*slow, deep breath*

Last night, I had one of the most frightening experiences in my life. It was also one of the most faith (in-fellow-humans) restoring events of my life.

Despite the fact that I fly every few weeks at least, I had a completely unexpected meltdown/panic attack mid-flight. I didn’t know this at the time; I thought it was probably a heart attack. Completely out of the blue. One minute I was fine, the next I thought I was dying. Super intense, gasping for breath, couldn’t feel my arm, sweating and shaking. Thanks to my watch, I had the added paranoia implosion of seeing my heart rate hit 165bpm. It was truly one of the most horrible experiences of my life.

It was also a faith-restoring experience thanks to fellow passengers and the brilliant Flybe crew. A lady called Caroline, a retired flight attendant, came to sit with me, held my hand, and talked me through breathing exercises. She also neatly distracted me in conversation just enough to slow me down. Given the state of my breathing, I think I’d have choked myself out if it wasn’t for her. The Flybe crew were also amazing, as were many other passengers. When it started I was horribly embarrassed; I expected awkward looking away, sneering and sniggering even. Instead I was surrounded by a plane full of kind, concerned, yet reassuring faces. The kindness of strangers is an extraordinarily beautiful thing when it looks you in the eye.

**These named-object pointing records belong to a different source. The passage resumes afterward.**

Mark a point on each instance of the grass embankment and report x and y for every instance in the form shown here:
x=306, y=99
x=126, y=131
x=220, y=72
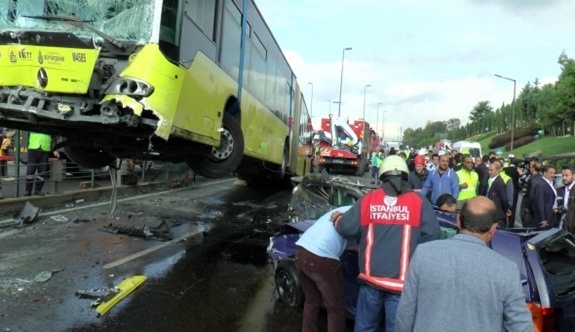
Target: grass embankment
x=550, y=145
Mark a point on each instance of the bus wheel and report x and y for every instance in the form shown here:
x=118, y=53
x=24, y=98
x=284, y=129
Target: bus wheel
x=223, y=159
x=283, y=167
x=88, y=157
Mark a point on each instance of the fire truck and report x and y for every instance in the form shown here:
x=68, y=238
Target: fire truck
x=344, y=147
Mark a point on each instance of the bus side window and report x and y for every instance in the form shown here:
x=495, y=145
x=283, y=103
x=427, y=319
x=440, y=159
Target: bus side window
x=169, y=21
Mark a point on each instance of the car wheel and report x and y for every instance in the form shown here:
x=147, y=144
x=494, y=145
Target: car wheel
x=225, y=158
x=88, y=157
x=288, y=284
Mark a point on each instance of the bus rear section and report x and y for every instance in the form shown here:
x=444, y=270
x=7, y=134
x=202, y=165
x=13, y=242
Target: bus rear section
x=154, y=80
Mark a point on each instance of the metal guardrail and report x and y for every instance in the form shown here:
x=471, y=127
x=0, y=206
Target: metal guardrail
x=61, y=177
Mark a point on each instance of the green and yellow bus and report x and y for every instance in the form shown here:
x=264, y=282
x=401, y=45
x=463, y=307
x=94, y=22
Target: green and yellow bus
x=196, y=81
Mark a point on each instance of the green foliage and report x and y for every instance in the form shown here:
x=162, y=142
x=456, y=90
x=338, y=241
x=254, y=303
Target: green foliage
x=431, y=134
x=548, y=146
x=480, y=110
x=505, y=138
x=481, y=137
x=520, y=142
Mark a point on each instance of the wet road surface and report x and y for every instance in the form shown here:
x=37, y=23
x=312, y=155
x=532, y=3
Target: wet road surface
x=221, y=281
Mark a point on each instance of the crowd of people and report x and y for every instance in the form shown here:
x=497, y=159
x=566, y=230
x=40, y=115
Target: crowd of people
x=402, y=274
x=514, y=185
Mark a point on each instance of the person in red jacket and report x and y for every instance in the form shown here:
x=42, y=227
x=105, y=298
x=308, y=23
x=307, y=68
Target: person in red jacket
x=390, y=221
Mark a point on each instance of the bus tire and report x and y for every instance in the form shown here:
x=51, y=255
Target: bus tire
x=224, y=159
x=288, y=284
x=88, y=157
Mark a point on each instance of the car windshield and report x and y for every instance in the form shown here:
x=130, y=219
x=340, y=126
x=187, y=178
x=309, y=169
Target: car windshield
x=129, y=20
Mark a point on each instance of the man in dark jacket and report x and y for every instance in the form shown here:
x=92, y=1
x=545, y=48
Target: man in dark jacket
x=566, y=196
x=483, y=174
x=419, y=174
x=390, y=221
x=529, y=196
x=497, y=192
x=544, y=200
x=513, y=173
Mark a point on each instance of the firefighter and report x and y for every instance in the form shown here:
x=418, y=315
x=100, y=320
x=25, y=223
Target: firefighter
x=390, y=222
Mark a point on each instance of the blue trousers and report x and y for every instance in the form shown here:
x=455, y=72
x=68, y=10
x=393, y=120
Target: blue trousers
x=374, y=173
x=369, y=311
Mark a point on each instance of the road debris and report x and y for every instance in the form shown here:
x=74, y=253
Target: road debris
x=152, y=233
x=59, y=218
x=27, y=215
x=107, y=298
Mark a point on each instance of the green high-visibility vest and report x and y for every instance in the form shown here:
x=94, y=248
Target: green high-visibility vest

It was in the ambulance that was waiting on the runway (ALL the drama!) that I was told by an ex-Army PTSD survivor and now paramedic that I’d had a panic attack. I was really embarrassed, even disappointed in myself. I push myself, I work crazy hard on huge projects, but I’ve been telling myself that I’m fine, that I’m handling it. To be ambushed by what seemed like a near death experience, because of some underlying anxiety I haven’t noticed… I just felt… silly. I still have no idea where it came from, or why.

So that’s why, despite cringing as I type, I’m putting it on Facebook. I bang a drum on here about freedom of expression, of not staying quiet in the face of issues and stigma, *especially* regarding mental health… and yet my inner narrator is beating me down with all levels of prejudice and stigma. I’ve surprised myself in an unpleasant way; my work has brought about so many deep conversations, often with people I’ve never met, about the stigma attached to mental health issues such as depression and anxiety. I despise the “You’re fine; pull yourself together!” schtick, and here I am dishing it out to myself.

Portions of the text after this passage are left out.